How do you implement memory
Writing your own allocator is a common system programming exercise. Only thing you need from "outside" is a memory region to manage. If you are programming bare-metal, you'll likely have a memory map available that describes which regions are RAM. These you can manage with malloc.
and process management
Processes on a modern OS are a number of things. They usually have their own page tables, a context (registers to save while the process is suspended) and a number of other process-specific data structures.
The data structures you can set up in C, but their "activation" (switching page tables, saving/restoring context) is usually beyond what's possible in portable C. For those you either have assembly routines or some inline assembly interleaved with the C code.
and so on, specifically what functions are available and what is exposed to allows you to do this in C instead of assembler?
There are hosted and freestanding C implementations. If you write your own OS, you are usually within a freestanding C environment and you have no standard library provided functions at your disposal.
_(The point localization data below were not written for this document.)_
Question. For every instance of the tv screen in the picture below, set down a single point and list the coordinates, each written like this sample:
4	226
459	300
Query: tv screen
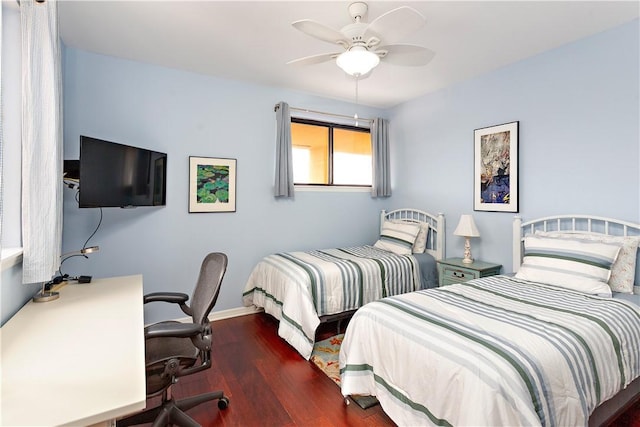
118	175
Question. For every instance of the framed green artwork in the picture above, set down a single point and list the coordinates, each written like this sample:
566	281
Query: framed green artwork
212	184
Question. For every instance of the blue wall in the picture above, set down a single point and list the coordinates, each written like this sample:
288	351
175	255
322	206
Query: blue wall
579	139
579	152
186	114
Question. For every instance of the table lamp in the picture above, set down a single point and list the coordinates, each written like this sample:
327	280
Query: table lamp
45	294
467	229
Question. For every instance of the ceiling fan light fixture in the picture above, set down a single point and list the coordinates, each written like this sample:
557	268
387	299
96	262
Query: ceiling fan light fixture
357	61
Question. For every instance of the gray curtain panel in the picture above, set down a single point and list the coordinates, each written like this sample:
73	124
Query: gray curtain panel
284	156
381	173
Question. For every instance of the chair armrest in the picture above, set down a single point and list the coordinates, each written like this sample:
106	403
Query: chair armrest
173	329
173	297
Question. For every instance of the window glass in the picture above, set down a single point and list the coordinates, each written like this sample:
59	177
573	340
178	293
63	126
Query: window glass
330	154
310	153
351	157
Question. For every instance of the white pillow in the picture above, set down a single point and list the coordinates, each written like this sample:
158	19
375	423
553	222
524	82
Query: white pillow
397	237
623	269
421	239
581	265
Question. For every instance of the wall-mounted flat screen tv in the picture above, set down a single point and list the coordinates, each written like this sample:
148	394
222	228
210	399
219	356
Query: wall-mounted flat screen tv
118	175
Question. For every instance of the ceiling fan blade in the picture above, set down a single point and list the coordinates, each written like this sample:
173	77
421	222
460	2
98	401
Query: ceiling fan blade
394	25
314	59
405	54
320	31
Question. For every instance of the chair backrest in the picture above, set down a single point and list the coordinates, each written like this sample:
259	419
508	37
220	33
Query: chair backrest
206	292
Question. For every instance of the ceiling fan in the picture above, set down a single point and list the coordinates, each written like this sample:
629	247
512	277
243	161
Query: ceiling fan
366	44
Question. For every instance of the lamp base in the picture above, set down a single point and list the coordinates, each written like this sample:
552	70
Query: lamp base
45	296
467	251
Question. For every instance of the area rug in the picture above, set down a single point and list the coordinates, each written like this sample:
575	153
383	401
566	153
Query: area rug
325	356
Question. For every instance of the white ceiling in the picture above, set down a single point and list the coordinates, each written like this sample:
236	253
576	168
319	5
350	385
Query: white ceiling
253	40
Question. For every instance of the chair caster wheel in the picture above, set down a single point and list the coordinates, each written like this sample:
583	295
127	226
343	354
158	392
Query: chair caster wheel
223	403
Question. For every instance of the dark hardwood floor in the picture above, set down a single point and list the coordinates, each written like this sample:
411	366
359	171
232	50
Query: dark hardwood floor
270	384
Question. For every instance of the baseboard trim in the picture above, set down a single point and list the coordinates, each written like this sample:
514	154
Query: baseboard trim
234	312
226	314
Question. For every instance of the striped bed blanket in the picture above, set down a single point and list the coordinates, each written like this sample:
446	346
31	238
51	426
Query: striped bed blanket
298	287
492	351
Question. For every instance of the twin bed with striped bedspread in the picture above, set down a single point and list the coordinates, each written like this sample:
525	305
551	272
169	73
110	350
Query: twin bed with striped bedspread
492	351
298	287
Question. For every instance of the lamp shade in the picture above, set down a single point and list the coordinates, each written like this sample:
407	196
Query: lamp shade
357	61
466	227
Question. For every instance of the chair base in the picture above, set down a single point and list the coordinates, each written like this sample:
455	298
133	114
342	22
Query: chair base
171	411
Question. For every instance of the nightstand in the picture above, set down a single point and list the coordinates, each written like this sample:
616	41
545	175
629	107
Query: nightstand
453	270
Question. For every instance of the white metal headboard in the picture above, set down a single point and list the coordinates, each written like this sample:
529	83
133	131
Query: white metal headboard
568	224
435	242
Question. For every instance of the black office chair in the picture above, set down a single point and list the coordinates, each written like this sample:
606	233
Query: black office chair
175	349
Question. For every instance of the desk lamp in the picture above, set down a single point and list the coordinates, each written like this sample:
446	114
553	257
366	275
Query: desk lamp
467	229
46	295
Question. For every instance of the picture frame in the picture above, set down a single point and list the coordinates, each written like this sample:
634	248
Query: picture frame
212	184
496	168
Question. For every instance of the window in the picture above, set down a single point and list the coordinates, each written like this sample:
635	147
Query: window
330	154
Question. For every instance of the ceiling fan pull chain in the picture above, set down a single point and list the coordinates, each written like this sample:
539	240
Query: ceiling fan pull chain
355	116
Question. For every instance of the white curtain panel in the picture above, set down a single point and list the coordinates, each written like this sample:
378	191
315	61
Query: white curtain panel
41	140
1	133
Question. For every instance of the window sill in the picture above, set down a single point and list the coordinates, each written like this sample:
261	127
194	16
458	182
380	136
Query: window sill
10	257
331	188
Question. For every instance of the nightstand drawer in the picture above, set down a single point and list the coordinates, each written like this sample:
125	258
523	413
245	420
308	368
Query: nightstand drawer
457	275
454	270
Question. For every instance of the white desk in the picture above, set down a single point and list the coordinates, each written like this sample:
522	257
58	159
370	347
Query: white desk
77	360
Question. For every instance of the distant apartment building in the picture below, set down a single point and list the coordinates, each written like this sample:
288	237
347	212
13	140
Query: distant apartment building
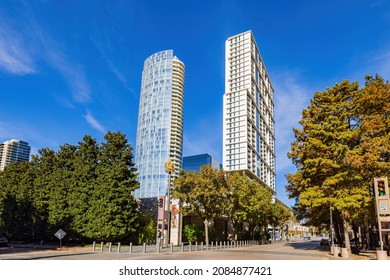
193	163
248	111
160	123
13	151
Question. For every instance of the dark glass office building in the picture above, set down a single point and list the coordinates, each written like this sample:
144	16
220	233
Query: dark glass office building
193	163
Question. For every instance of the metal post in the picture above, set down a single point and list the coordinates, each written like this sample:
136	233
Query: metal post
331	227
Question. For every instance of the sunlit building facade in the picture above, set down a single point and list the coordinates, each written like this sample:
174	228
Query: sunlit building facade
13	151
248	111
160	123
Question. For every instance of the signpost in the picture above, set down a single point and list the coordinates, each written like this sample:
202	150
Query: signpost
382	202
60	234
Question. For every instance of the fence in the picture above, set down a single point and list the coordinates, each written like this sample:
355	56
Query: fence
184	247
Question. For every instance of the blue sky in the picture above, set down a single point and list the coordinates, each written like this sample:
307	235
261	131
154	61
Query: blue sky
70	68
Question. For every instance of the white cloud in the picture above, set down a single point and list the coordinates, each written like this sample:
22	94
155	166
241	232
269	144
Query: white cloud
94	123
15	58
113	68
72	73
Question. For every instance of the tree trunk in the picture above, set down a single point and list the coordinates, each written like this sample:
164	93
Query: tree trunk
206	231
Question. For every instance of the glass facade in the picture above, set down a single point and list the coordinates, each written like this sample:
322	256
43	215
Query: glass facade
160	122
248	109
193	163
13	151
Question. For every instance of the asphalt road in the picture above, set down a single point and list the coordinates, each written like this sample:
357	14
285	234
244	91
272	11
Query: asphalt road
296	250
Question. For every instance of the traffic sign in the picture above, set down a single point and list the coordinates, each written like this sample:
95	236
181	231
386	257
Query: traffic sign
60	234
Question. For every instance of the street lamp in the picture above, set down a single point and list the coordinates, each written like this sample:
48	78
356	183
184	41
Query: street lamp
169	168
331	227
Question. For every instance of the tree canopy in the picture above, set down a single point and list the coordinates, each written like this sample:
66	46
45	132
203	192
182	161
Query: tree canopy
85	189
342	144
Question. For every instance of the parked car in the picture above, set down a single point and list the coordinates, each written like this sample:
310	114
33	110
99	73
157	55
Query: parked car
3	241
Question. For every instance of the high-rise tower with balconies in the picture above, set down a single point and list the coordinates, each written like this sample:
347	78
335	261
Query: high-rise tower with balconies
248	112
160	123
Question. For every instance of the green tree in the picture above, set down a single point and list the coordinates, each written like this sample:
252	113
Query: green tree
372	156
326	176
249	201
113	210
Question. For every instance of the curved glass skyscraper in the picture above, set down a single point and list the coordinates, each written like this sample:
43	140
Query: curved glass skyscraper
160	122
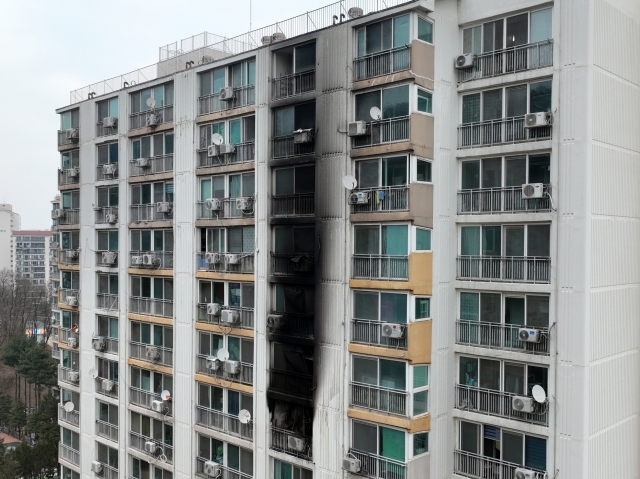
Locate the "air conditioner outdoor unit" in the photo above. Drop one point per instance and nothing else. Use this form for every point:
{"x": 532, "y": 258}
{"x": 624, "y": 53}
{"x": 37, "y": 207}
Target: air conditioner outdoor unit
{"x": 522, "y": 403}
{"x": 392, "y": 330}
{"x": 465, "y": 61}
{"x": 357, "y": 128}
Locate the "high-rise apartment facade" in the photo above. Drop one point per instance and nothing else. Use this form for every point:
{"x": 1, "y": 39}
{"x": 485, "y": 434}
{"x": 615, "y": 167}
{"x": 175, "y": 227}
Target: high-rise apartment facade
{"x": 384, "y": 241}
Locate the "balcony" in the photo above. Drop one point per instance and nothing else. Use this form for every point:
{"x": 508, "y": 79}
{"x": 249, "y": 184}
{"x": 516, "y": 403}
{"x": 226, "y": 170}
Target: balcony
{"x": 280, "y": 442}
{"x": 224, "y": 422}
{"x": 497, "y": 403}
{"x": 150, "y": 212}
{"x": 500, "y": 336}
{"x": 476, "y": 466}
{"x": 293, "y": 205}
{"x": 292, "y": 264}
{"x": 139, "y": 351}
{"x": 229, "y": 209}
{"x": 500, "y": 132}
{"x": 509, "y": 60}
{"x": 370, "y": 332}
{"x": 511, "y": 269}
{"x": 243, "y": 153}
{"x": 151, "y": 306}
{"x": 383, "y": 267}
{"x": 501, "y": 200}
{"x": 153, "y": 165}
{"x": 246, "y": 316}
{"x": 245, "y": 376}
{"x": 242, "y": 96}
{"x": 294, "y": 84}
{"x": 139, "y": 120}
{"x": 243, "y": 266}
{"x": 383, "y": 131}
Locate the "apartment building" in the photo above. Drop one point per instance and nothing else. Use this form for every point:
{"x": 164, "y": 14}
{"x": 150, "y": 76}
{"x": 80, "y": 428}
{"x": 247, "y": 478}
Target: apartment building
{"x": 369, "y": 241}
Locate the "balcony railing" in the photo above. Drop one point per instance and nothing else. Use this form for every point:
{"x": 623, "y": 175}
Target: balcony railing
{"x": 294, "y": 84}
{"x": 382, "y": 63}
{"x": 497, "y": 403}
{"x": 383, "y": 267}
{"x": 139, "y": 351}
{"x": 292, "y": 264}
{"x": 293, "y": 205}
{"x": 501, "y": 200}
{"x": 500, "y": 131}
{"x": 155, "y": 164}
{"x": 383, "y": 131}
{"x": 509, "y": 60}
{"x": 244, "y": 153}
{"x": 224, "y": 422}
{"x": 513, "y": 269}
{"x": 370, "y": 332}
{"x": 388, "y": 198}
{"x": 375, "y": 466}
{"x": 229, "y": 210}
{"x": 476, "y": 466}
{"x": 243, "y": 96}
{"x": 245, "y": 375}
{"x": 245, "y": 264}
{"x": 280, "y": 442}
{"x": 500, "y": 336}
{"x": 139, "y": 120}
{"x": 149, "y": 212}
{"x": 246, "y": 316}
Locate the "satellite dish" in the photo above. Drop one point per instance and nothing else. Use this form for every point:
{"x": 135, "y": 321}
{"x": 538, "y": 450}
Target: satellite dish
{"x": 223, "y": 354}
{"x": 244, "y": 416}
{"x": 349, "y": 182}
{"x": 538, "y": 394}
{"x": 216, "y": 139}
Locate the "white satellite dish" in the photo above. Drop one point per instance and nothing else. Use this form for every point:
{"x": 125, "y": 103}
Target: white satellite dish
{"x": 222, "y": 354}
{"x": 349, "y": 182}
{"x": 538, "y": 394}
{"x": 244, "y": 416}
{"x": 216, "y": 139}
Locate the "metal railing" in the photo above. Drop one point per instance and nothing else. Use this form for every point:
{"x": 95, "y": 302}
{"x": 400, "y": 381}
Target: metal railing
{"x": 156, "y": 164}
{"x": 242, "y": 96}
{"x": 293, "y": 205}
{"x": 500, "y": 336}
{"x": 382, "y": 63}
{"x": 497, "y": 403}
{"x": 509, "y": 60}
{"x": 370, "y": 332}
{"x": 229, "y": 210}
{"x": 374, "y": 466}
{"x": 280, "y": 442}
{"x": 383, "y": 131}
{"x": 247, "y": 320}
{"x": 224, "y": 422}
{"x": 515, "y": 269}
{"x": 500, "y": 131}
{"x": 139, "y": 120}
{"x": 139, "y": 351}
{"x": 151, "y": 306}
{"x": 507, "y": 199}
{"x": 294, "y": 84}
{"x": 386, "y": 267}
{"x": 479, "y": 467}
{"x": 244, "y": 153}
{"x": 387, "y": 198}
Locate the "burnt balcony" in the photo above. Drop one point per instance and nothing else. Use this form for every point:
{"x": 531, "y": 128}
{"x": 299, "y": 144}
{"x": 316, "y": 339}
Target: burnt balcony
{"x": 509, "y": 60}
{"x": 511, "y": 269}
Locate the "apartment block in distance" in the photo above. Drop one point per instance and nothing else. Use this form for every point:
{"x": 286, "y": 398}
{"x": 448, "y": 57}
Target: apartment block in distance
{"x": 381, "y": 239}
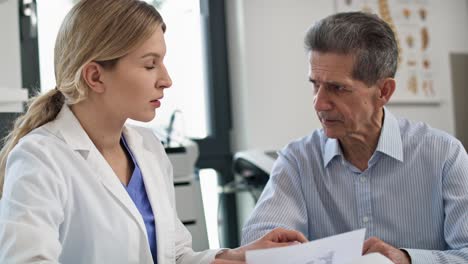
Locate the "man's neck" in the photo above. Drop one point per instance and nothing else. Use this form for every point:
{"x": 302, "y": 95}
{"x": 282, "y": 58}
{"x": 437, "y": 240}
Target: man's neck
{"x": 358, "y": 148}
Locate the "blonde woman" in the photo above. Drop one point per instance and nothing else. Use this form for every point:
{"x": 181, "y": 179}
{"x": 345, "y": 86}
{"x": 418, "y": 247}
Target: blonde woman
{"x": 80, "y": 186}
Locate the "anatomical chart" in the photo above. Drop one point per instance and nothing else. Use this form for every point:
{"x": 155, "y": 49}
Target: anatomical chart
{"x": 409, "y": 21}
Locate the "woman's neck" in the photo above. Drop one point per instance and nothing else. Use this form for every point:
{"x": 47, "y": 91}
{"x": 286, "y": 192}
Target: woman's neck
{"x": 103, "y": 128}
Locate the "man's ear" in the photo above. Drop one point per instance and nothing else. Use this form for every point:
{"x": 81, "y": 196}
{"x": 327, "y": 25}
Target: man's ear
{"x": 386, "y": 89}
{"x": 92, "y": 75}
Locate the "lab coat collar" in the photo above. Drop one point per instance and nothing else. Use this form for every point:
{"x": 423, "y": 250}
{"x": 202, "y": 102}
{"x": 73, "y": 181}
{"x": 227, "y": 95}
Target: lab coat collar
{"x": 67, "y": 127}
{"x": 156, "y": 189}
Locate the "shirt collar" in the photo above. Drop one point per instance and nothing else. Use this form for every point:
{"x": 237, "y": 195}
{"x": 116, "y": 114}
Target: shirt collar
{"x": 389, "y": 141}
{"x": 390, "y": 137}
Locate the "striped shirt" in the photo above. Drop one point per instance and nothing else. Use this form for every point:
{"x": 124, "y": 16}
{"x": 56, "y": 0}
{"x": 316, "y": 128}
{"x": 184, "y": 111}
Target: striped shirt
{"x": 413, "y": 195}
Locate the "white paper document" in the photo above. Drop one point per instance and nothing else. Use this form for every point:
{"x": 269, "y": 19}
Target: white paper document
{"x": 340, "y": 249}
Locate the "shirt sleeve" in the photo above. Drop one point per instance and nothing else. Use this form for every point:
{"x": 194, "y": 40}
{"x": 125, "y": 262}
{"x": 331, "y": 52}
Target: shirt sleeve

You rely on your own code, write assembly routines or you use compiler intrinsics.
what do you call to interact with memory
You can cast integers to pointers and manipulate the pointees. volatile
allows you to tell the compiler that you absolutely want to do reads/writes in the order written.
devices
Many devices are memory-mapped, meaning that you can communicate as if you are reading/writing memory (simplified; caches can make this a bit trickier). Other devices are addressable over dedicated I/O ports. Those require special instructions, which either the compiler has intrinsics for or you need to implement in assembly (that you can call from C).
interrupts?
Like above. Parts like enabling/disabling interrupts might require dedicated instructions. Setting an interrupt handler might be just a matter of writing a function pointer to the correct address.
I'm more than happy for an answer that includes some further reading but if you'd be able to summarise the main points related to each question that would be super handy for me!
My suggestion is getting yourself an ARM Cortex-M and start playing around with it. osdev as noted in the comments is also a very nice resource.